Já tinha ficado espantado com as abelhas e as borboletas da ilha; mas embora elas fossem mais belas e maiores do que seus parentes na Alemanha, ainda assim continuavam sendo abelhas e borboletas. E o mesmo valia para os sapos e répteis. Agora, porém, o que eu via eram animais brancos, de grande porte, tão diferentes de tudo o que eu já tinha visto ou ouvido falar na minha vida de esfregar os olhos várias vezes para acreditar no que via.

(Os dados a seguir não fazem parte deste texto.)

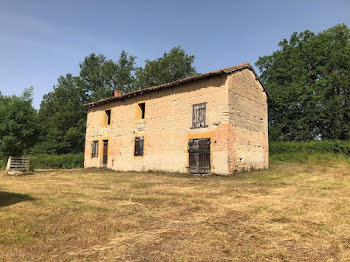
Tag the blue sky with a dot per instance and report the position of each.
(41, 40)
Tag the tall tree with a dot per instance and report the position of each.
(18, 124)
(99, 76)
(62, 118)
(309, 82)
(170, 67)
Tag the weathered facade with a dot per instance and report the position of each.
(208, 123)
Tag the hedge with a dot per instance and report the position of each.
(312, 147)
(66, 161)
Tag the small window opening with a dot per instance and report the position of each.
(198, 115)
(94, 149)
(138, 150)
(108, 117)
(142, 107)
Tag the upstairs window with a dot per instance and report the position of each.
(138, 150)
(108, 117)
(141, 110)
(198, 115)
(94, 149)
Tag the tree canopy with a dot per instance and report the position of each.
(171, 66)
(309, 82)
(18, 124)
(62, 116)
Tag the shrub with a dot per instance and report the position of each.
(66, 161)
(313, 150)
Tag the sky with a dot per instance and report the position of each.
(41, 40)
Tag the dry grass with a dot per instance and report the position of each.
(294, 212)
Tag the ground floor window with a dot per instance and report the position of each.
(94, 149)
(199, 155)
(138, 150)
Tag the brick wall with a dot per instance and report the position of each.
(248, 117)
(235, 107)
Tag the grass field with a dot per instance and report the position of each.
(293, 211)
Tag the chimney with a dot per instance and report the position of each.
(118, 93)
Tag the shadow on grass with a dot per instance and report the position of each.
(7, 198)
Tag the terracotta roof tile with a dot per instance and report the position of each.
(227, 70)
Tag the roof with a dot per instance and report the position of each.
(179, 82)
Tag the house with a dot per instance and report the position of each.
(207, 123)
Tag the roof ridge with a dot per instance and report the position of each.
(226, 70)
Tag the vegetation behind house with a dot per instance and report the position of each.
(308, 79)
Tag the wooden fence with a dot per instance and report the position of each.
(17, 164)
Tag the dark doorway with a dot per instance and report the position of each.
(105, 153)
(199, 155)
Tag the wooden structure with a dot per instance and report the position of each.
(17, 164)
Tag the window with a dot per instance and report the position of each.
(108, 117)
(198, 115)
(199, 155)
(138, 151)
(141, 110)
(94, 149)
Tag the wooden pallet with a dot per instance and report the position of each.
(17, 164)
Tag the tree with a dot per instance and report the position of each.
(62, 118)
(309, 82)
(100, 76)
(62, 115)
(170, 67)
(18, 124)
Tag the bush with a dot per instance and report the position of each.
(312, 147)
(66, 161)
(313, 150)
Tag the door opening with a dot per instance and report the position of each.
(199, 155)
(105, 153)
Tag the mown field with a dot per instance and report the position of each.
(293, 211)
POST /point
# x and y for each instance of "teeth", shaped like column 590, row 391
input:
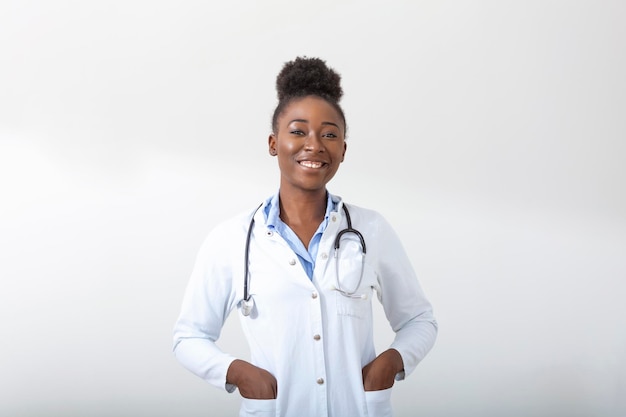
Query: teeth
column 311, row 164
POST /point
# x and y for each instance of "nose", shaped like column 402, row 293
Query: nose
column 313, row 143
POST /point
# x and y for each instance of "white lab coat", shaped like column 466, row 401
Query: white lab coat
column 313, row 339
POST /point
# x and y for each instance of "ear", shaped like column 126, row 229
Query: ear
column 271, row 142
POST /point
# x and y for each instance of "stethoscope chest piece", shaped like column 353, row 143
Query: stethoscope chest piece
column 247, row 306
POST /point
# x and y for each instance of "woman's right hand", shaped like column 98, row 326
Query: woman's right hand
column 253, row 382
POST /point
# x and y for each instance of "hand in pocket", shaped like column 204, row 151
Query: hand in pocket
column 253, row 382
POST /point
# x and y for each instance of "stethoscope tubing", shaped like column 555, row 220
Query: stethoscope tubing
column 247, row 298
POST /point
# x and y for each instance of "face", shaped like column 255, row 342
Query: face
column 309, row 143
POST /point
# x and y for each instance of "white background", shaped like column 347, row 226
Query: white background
column 491, row 134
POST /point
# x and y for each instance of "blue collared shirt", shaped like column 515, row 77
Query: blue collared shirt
column 307, row 257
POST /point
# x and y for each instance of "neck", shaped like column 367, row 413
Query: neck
column 303, row 208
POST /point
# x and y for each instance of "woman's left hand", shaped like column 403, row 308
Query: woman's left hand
column 380, row 373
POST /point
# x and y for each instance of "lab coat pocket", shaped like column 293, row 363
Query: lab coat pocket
column 378, row 403
column 257, row 408
column 351, row 306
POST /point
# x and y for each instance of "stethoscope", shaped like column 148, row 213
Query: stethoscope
column 248, row 302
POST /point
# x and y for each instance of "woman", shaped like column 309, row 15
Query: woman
column 305, row 305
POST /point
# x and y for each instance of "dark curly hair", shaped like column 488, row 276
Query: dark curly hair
column 307, row 77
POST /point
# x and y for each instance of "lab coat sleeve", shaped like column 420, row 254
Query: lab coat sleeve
column 209, row 298
column 409, row 312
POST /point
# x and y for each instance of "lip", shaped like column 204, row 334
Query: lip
column 312, row 163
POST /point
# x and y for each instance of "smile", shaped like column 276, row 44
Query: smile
column 311, row 164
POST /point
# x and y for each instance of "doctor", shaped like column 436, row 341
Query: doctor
column 306, row 307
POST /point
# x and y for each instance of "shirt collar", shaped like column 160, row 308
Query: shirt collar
column 271, row 209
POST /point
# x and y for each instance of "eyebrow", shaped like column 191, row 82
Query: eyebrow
column 323, row 123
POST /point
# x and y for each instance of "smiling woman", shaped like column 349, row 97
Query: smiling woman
column 305, row 282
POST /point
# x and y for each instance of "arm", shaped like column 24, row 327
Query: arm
column 407, row 309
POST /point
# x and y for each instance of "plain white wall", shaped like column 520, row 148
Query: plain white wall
column 491, row 134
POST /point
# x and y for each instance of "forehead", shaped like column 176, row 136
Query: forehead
column 312, row 109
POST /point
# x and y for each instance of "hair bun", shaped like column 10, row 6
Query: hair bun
column 308, row 76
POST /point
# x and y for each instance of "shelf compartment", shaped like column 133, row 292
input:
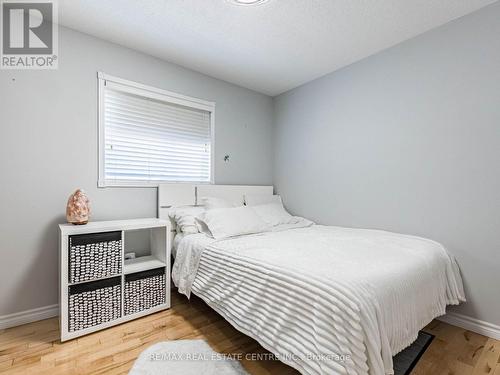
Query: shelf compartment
column 94, row 256
column 142, row 264
column 144, row 290
column 94, row 303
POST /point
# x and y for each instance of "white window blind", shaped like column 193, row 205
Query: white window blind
column 152, row 137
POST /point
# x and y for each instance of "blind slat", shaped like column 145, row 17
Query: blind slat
column 151, row 140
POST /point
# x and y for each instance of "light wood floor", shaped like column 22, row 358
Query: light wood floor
column 35, row 349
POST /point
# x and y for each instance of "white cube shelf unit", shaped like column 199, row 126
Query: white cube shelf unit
column 98, row 288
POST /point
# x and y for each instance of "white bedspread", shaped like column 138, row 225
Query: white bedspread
column 325, row 300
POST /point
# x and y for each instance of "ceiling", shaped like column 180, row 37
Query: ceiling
column 270, row 48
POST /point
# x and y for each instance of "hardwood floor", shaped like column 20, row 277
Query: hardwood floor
column 35, row 348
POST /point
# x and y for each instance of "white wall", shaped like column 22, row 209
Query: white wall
column 48, row 148
column 407, row 140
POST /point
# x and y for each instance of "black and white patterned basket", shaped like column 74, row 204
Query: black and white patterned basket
column 94, row 256
column 94, row 303
column 144, row 290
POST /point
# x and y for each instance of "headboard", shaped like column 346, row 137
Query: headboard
column 170, row 195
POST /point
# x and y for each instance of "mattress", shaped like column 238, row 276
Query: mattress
column 325, row 300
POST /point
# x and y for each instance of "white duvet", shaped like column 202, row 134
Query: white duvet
column 325, row 300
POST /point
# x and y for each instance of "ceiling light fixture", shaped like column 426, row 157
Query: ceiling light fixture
column 248, row 2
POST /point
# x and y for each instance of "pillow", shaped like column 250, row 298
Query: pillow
column 274, row 214
column 212, row 203
column 184, row 217
column 259, row 199
column 230, row 222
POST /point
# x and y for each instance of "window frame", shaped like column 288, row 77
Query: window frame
column 157, row 94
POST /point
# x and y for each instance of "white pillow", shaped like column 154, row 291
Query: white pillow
column 274, row 214
column 259, row 199
column 230, row 222
column 212, row 203
column 184, row 217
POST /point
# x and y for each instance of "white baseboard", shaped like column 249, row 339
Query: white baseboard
column 471, row 324
column 28, row 316
column 46, row 312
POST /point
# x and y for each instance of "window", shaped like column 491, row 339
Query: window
column 148, row 135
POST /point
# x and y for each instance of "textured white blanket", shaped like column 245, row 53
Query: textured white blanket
column 325, row 300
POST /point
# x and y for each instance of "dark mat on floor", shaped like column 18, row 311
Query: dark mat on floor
column 406, row 360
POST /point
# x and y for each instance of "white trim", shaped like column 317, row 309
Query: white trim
column 475, row 325
column 100, row 133
column 28, row 316
column 161, row 94
column 154, row 93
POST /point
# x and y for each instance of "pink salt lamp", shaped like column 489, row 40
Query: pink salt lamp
column 78, row 208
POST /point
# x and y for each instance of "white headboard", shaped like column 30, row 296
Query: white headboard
column 170, row 195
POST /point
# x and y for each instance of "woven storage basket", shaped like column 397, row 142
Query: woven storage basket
column 144, row 290
column 94, row 303
column 94, row 256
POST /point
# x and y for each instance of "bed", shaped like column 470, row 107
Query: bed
column 323, row 299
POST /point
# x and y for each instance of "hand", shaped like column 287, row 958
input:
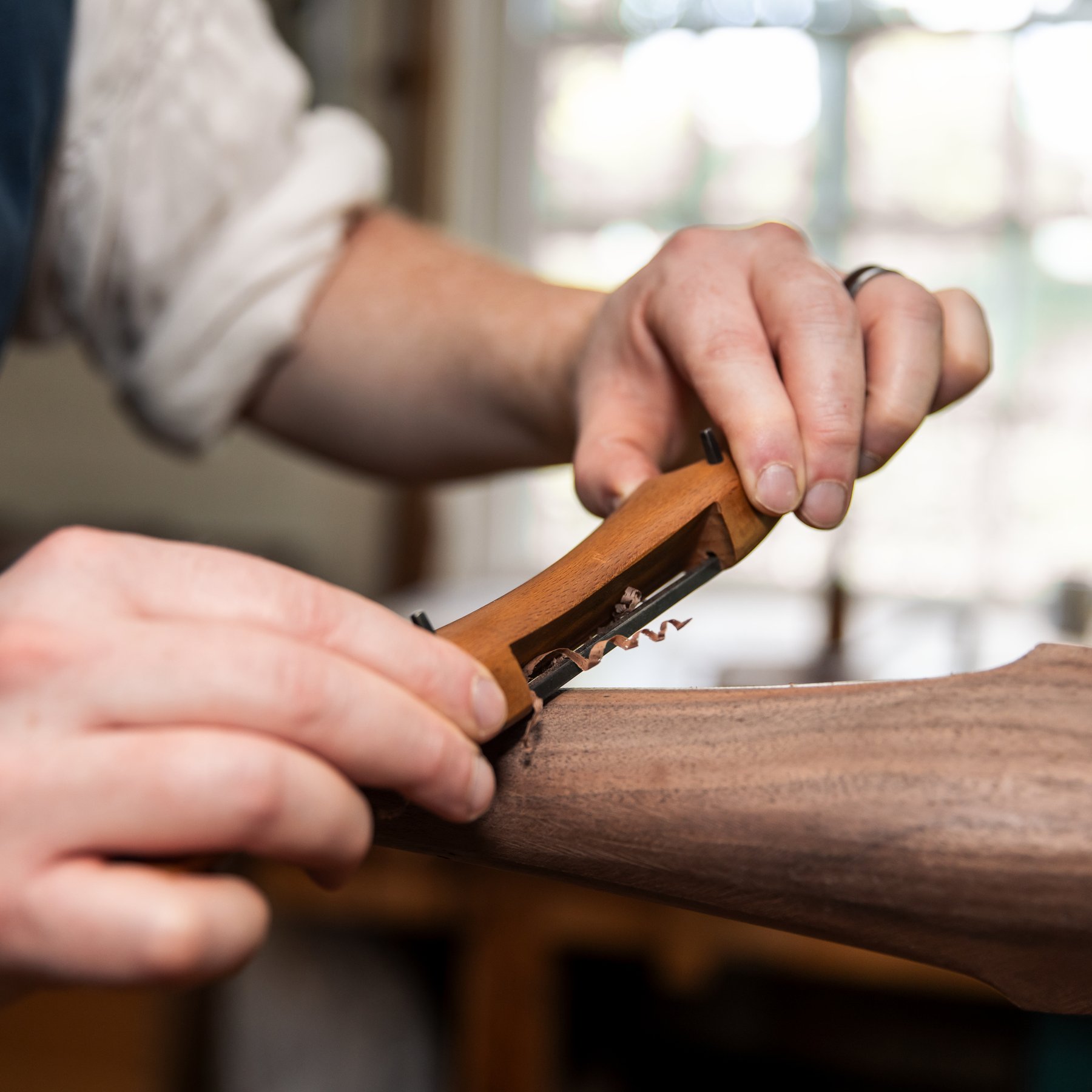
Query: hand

Era um rebanho de uns doze ou quinze animais. Eles eram do tamanho de cavalos e vacas, mas tinham uma pele grossa e branca, que lembrava a pele dos porcos. E todos tinham seis patas! Suas cabeças eram enormes e mais pontiagudas que as do cavalos e vacas. E de vez em quando erguiam o pescoço para o céu e emitiam um som mais ou menos assim: Brasch, brasch!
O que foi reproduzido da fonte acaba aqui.